Face à cette catastrophe humanitaire, nous ne pouvons rester silencieux et indifférents, mais nous devons agir de manière décisive et sans délai pour prévenir la tragédie qui s'annonce.

Nous devons affirmer clairement et consigner que ces actions, indépendamment de leur auteur, constituent une violation flagrante du droit humanitaire international et une violation des conventions de Genève et de la quatrième convention de Genève, en particulier. Il est de l'obligation incontestable des Etats d'assurer, je cite, "le libre passage de tous les envois de denrées alimentaires essentielles, de vêtements et de toniques destinés aux enfants de moins de quinze ans, aux femmes enceintes et aux maternités" et de "permettre le libre passage de tous les envois de fournitures médicales et hospitalières" destinées uniquement aux civils", fin de citation.

Ces actions délibérées de l'Azerbaïdjan ne peuvent être qualifiées que d'illégales et d'inhumaines. Non seulement elles violent les droits de l'homme fondamentaux et la dignité de la population, mais elles visent également à créer des conditions de vie insupportables et à procéder à un nettoyage ethnique du Haut-Karabakh.

Monsieur le Président,

Chers collègues,

Je voudrais maintenant aborder la dimension politique et sécuritaire et réaffirmer que la partie arménienne est déterminée à poursuivre ses efforts en vue de la normalisation des relations et de l'ouverture d'une nouvelle ère de paix dans notre région.

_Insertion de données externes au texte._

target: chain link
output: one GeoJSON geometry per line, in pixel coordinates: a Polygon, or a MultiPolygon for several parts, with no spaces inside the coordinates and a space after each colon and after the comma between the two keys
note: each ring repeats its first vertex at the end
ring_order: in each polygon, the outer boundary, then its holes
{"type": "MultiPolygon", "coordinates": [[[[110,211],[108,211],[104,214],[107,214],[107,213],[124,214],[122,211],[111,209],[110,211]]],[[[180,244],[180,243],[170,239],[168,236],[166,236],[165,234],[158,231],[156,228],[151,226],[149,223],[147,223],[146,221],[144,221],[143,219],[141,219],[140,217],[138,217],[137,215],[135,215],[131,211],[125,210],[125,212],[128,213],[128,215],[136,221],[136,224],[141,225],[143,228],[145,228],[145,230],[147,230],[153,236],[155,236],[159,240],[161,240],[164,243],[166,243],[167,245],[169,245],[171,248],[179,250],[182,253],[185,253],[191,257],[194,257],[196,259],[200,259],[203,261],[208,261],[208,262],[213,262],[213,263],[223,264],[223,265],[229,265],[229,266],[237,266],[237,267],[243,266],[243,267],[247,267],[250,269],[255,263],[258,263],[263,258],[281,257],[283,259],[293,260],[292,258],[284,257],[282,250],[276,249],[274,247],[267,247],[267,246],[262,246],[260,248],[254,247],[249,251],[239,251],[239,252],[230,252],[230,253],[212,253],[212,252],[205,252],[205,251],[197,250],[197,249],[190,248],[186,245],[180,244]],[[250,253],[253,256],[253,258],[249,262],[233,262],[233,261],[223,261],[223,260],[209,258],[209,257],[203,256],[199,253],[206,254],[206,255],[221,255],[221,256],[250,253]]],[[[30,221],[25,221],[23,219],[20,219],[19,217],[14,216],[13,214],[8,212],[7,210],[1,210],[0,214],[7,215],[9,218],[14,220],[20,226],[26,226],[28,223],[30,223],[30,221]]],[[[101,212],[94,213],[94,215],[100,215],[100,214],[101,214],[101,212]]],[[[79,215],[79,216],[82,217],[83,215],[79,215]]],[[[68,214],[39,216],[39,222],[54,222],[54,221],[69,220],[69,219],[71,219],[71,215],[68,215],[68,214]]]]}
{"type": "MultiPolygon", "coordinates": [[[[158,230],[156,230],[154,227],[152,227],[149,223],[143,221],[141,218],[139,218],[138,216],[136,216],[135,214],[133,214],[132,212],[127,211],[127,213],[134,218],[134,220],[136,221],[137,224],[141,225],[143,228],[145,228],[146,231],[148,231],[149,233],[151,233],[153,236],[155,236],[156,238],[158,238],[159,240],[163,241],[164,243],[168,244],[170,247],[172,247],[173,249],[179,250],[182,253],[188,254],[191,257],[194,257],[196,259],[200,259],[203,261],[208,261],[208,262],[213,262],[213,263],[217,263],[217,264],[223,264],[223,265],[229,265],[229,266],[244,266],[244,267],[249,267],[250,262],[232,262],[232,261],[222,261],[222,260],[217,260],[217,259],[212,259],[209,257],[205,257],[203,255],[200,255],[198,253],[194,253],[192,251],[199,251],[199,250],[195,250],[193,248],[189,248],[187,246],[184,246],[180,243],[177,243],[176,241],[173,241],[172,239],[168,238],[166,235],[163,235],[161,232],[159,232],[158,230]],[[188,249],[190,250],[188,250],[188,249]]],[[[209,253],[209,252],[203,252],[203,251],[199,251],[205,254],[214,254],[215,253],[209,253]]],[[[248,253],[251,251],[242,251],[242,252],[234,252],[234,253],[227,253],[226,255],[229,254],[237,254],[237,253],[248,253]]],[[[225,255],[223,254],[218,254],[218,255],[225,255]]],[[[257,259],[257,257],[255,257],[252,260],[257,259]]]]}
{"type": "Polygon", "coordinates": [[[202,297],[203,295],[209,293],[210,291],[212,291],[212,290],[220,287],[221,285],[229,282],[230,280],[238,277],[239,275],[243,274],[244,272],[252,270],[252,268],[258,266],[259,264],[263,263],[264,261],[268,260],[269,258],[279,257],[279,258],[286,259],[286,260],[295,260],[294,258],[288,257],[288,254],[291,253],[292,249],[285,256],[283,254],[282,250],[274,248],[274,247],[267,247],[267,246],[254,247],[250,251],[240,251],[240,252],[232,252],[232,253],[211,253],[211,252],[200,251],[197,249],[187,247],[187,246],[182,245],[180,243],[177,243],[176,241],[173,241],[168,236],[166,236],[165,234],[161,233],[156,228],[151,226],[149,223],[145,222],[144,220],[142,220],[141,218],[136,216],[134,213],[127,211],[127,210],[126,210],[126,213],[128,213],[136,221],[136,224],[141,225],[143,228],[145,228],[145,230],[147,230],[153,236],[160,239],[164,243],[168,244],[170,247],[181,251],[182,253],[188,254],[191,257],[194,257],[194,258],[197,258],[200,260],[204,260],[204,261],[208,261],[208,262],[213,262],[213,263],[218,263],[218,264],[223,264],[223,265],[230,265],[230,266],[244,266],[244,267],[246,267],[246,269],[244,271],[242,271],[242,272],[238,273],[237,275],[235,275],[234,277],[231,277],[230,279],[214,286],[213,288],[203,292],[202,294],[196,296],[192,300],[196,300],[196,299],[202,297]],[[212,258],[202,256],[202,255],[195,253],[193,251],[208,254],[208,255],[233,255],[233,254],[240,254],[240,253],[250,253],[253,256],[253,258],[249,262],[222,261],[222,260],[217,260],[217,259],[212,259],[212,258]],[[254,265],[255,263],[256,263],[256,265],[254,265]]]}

À cette occasion, je voudrais souligner l'importance des négociations menées sous la médiation et la facilitation de nos partenaires. Nous apprécions leurs efforts et leur dévouement à l'agenda de la paix et à un avenir meilleur pour notre région.

Nous sommes convaincus qu'une paix durable dans la région est possible et qu'elle l'est si les parties font preuve de la plus grande volonté pour s'attaquer aux causes profondes du conflit. À cet égard, la question des droits et de la sécurité de la population arménienne du Haut-Karabakh est essentielle.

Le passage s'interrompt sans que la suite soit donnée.